Paula Rego paintings show through her paintings' bold strokes and extraordinary imaginative storytelling the oppression and suffering of women in personal life and in socio-political context. Paula Rego's exhibition in Tate Britain consists of 100 works, including collage, oil paintings on camvas stuck on aluminium large-scale pastels, ink and pencil drawings, and etchings. It is Paula Rego's full range of work from her early 1950s work where she explored through art her personal as well as social struggle, leading to her series of large pastel artworks where for each theme of these series she paints in bold ways with reference to different women's issues such as: Love, Abortion, Exploitation, Possession, Hysteria, Subordination, Female Genial Mutilation up to her 2000s richly layered, staged scenes, even plainly speaking about the role of women themselves to the continuation of the women's sufferings and situation.

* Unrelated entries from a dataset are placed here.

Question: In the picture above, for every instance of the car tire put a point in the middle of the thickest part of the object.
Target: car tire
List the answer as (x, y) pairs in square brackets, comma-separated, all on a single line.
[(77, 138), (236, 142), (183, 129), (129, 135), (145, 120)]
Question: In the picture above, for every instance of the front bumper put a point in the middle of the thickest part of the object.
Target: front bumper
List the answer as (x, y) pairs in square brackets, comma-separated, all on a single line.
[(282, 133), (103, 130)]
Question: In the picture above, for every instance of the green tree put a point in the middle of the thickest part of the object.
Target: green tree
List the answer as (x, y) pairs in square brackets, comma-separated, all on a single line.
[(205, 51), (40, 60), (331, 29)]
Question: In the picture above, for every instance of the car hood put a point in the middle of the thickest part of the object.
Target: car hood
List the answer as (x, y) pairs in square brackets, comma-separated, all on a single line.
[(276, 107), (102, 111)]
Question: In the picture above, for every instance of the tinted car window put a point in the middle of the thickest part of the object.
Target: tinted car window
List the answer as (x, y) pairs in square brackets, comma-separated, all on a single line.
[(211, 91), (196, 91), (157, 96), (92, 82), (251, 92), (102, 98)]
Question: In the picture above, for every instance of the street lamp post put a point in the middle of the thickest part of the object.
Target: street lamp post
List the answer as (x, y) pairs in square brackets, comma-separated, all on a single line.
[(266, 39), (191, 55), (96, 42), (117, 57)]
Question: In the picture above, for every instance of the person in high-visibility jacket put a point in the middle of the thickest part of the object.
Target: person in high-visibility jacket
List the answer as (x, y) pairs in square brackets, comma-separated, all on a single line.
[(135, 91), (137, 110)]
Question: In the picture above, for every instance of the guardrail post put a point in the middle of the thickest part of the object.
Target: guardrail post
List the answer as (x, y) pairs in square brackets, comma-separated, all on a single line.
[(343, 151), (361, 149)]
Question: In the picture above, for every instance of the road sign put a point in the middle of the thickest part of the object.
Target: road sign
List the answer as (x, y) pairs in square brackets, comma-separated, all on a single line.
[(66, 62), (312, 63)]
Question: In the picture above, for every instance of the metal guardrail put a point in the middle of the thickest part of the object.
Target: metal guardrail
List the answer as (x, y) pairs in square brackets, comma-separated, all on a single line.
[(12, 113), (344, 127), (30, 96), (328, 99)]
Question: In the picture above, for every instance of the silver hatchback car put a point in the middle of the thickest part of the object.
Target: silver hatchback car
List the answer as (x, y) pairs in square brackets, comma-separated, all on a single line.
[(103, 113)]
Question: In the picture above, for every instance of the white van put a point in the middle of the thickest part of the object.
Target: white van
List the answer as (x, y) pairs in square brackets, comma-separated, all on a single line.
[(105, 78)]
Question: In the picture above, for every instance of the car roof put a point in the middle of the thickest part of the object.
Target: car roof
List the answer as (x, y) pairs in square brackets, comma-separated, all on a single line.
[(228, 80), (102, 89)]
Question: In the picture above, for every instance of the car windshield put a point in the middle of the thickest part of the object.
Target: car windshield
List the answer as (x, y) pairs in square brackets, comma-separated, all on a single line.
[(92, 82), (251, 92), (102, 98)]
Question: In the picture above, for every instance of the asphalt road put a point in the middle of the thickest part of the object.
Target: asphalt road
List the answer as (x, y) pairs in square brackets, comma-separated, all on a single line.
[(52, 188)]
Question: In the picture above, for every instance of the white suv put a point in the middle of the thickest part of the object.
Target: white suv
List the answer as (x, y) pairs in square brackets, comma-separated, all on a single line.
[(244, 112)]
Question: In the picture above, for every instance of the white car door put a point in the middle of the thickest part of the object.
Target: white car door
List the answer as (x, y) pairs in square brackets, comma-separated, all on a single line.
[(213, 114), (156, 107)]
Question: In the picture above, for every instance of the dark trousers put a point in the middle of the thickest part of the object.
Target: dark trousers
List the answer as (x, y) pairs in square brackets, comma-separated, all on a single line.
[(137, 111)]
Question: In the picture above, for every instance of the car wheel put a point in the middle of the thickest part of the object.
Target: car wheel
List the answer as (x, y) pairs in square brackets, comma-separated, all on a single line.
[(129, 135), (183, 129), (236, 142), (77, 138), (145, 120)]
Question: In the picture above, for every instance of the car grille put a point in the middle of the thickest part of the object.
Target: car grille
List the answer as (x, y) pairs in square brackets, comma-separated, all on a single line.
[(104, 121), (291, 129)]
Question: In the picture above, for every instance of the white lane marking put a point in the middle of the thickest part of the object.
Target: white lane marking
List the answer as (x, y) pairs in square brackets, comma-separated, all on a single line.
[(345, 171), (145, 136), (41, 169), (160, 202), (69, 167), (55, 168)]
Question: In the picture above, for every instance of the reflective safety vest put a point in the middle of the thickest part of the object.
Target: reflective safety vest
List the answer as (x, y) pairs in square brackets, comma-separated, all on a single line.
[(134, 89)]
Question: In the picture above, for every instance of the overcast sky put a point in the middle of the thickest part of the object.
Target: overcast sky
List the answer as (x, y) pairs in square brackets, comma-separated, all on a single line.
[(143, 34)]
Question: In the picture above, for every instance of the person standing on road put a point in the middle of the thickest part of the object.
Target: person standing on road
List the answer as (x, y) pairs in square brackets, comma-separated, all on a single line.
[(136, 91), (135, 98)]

My personal opinion is that Paula's Rego art is a breakage on the mirror about norms of women's representation, a mockery of stereotypes, power, leaders and women's themselves in times. It gives the visitor a feeling of suffocation and need of breath but it is a good punch to the stomach to bring realities alive and make one realise that inequalities exist and more fights are to be won in favour of women's and oppressed others.
Paula Rego is a Portuguese Anglophile born 1935 who studied Art in the UK.